SEC. 2. Section 1395.6 is added to the Health and Safety Code, to
read:
1395.6. A health care service plan or a specialized health care
service plan that is a payor, as defined in paragraph (4) of
subdivision (a) of Section 511.1 of the Business and Professions
Code, shall comply with the requirements of that section.
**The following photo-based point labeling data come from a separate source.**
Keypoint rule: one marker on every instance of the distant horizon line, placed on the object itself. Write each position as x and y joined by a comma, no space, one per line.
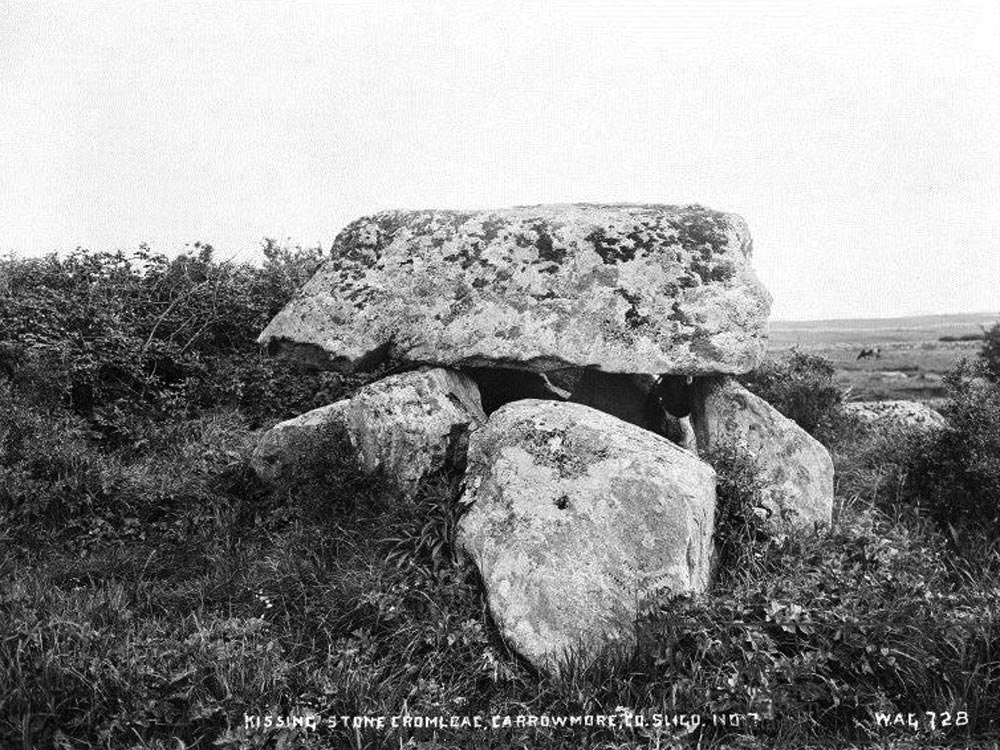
902,316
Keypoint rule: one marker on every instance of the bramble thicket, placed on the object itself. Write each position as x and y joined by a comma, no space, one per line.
155,590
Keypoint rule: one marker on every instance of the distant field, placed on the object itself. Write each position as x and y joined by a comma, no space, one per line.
913,357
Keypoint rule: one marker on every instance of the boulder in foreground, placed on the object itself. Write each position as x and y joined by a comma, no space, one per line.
574,518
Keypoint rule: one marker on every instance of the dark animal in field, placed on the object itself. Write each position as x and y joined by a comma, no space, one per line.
870,352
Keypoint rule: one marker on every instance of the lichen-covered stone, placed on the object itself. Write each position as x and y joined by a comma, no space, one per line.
574,518
622,288
896,416
795,470
403,427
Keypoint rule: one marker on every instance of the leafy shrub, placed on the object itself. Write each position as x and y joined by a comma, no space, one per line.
802,389
741,533
955,474
117,338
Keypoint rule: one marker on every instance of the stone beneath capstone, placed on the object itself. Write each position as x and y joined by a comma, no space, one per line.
896,416
403,427
622,288
795,470
575,517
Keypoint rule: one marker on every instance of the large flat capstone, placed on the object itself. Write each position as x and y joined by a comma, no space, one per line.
621,288
576,517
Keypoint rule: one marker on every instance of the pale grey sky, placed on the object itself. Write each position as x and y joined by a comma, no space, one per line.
861,141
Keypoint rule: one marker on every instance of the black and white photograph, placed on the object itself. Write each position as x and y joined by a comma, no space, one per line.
597,375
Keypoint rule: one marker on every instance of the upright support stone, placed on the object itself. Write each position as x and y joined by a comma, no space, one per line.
404,427
796,471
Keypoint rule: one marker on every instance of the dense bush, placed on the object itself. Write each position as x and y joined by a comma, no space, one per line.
802,388
153,590
122,339
955,473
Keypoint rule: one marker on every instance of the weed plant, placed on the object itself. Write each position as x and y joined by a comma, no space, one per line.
154,593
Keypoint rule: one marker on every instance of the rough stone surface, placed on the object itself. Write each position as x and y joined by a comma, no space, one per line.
622,288
576,516
404,426
896,415
795,469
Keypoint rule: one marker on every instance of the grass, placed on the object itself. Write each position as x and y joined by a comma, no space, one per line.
311,601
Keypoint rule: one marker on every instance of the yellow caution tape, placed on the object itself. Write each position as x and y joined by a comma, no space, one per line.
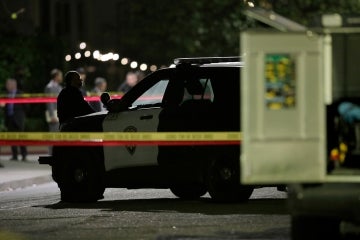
121,136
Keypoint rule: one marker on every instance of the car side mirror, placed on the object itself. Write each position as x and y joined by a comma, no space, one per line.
112,105
105,98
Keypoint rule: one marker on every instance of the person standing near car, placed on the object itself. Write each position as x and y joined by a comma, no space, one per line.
15,117
53,88
100,87
71,102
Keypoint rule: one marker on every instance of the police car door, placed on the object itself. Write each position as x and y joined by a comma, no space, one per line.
141,116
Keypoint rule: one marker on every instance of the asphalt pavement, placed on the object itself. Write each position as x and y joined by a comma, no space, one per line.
21,174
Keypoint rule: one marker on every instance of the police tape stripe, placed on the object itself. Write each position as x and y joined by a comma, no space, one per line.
45,99
116,138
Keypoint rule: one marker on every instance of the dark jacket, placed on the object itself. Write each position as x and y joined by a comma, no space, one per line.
71,103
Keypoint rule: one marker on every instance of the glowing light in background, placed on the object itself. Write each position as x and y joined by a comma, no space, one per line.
116,57
68,57
87,53
143,67
77,55
124,61
96,54
133,64
153,68
82,45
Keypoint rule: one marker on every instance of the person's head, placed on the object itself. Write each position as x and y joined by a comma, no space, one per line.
131,79
11,84
73,78
82,73
101,84
56,75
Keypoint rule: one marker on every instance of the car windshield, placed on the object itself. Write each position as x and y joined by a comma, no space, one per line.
153,95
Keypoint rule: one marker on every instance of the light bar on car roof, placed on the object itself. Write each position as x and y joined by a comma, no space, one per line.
204,60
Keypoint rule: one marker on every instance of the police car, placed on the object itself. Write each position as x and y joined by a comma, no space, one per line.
195,95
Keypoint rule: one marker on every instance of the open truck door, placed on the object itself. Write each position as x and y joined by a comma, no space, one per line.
283,110
291,86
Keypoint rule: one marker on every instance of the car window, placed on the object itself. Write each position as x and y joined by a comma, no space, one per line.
153,95
207,91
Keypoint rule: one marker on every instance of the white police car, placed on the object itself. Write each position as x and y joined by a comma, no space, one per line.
197,95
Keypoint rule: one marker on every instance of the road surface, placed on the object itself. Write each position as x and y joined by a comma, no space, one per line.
37,213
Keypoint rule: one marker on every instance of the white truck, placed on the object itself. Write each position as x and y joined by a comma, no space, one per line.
293,134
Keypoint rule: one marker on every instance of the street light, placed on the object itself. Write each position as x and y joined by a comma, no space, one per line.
133,64
82,45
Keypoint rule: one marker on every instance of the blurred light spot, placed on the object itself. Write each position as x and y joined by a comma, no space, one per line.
77,55
68,57
116,57
96,54
143,67
133,64
153,68
82,45
87,53
124,61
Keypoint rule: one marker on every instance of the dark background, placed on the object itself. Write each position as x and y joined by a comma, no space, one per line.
36,35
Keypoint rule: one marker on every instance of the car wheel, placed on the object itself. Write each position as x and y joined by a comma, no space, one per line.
313,227
189,192
223,182
80,177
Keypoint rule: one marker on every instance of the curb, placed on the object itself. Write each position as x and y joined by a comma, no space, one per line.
9,186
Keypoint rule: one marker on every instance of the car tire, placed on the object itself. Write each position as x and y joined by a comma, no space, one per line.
313,227
223,182
80,177
189,192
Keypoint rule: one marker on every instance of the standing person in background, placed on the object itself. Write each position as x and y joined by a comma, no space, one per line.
53,89
15,117
100,87
70,102
131,80
82,73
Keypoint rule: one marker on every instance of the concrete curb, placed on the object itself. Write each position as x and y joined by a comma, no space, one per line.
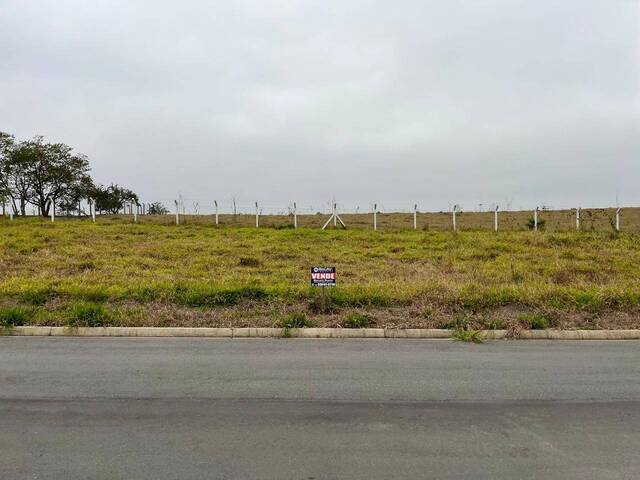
312,333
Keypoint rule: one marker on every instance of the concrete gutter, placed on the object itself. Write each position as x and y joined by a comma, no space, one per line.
312,333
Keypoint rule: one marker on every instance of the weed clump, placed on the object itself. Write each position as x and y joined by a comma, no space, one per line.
469,336
534,321
249,262
296,320
357,320
87,314
15,316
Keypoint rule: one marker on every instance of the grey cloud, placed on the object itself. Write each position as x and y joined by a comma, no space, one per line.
396,102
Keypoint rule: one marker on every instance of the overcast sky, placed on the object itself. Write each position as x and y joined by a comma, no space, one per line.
435,102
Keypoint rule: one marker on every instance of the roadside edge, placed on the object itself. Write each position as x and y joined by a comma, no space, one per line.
249,332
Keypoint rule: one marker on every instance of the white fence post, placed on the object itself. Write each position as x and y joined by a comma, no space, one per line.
375,216
455,207
295,215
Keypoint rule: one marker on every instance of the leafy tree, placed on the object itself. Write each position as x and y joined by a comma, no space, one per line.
111,199
14,179
54,171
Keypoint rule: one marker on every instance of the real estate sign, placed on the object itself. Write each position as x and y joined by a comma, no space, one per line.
323,276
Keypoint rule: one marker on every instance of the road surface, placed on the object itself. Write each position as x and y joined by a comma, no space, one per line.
115,408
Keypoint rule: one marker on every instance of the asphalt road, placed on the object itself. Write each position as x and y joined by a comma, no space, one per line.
87,408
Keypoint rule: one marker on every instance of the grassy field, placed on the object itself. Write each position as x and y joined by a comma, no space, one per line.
154,273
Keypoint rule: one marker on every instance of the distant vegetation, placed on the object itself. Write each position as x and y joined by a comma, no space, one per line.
115,272
51,175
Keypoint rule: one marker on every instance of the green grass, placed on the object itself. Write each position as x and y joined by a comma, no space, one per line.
535,321
296,320
357,320
198,266
469,336
86,314
15,316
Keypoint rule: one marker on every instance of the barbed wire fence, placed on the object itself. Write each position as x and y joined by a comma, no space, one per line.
183,207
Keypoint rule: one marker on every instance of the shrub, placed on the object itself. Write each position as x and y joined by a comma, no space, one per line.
87,314
15,316
357,320
535,321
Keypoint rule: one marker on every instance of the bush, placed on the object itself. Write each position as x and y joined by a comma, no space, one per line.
357,320
534,321
296,320
87,314
15,316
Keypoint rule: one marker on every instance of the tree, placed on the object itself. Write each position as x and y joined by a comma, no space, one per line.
54,171
45,174
72,198
112,198
14,173
157,208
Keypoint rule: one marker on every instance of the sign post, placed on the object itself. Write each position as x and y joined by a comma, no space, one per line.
295,215
375,216
322,277
335,217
SEC. 3. Section 10178.3 is added to the Insurance Code, to read:
10178.3. A disability insurer that provides coverage for
hospital, medical, or surgical expenses and that is a payor, as
defined in paragraph (4) of subdivision (a) of Section 511.1 of the
Business and Professions Code, shall comply with the requirements of
that section.
SEC. 4. Section 11580.03 is added to the Insurance Code, to read:
11580.03. A liability insurer that provides coverage for
hospital, medical, or surgical expenses and that is a payor, as
defined in paragraph (4) of subdivision (a) of Section 511.1 of the
Business and Professions Code, shall comply with the requirements of
that section.
SEC. 5. Section 4609 is added to the Labor Code, to read:
4609. A workers' compensation insurer or a self-insured employer
that is a payor, as defined in paragraph (4) of subdivision (a) of
Section 511.1 of the Business and Professions Code, shall comply with
the requirements of that section.
SEC. 6. No reimbursement is required by this act pursuant to
Section 6 of Article XIIIB of the California Constitution because the
only costs that may be incurred by a local agency or school district
will be incurred because this act creates a new crime or infraction,
eliminates a crime or infraction, or changes the penalty for a crime
or infraction, within the meaning of Section 17556 of the Government
Code, or changes the definition of a crime within the meaning of
Section 6 of Article XIIIB of the California Constitution.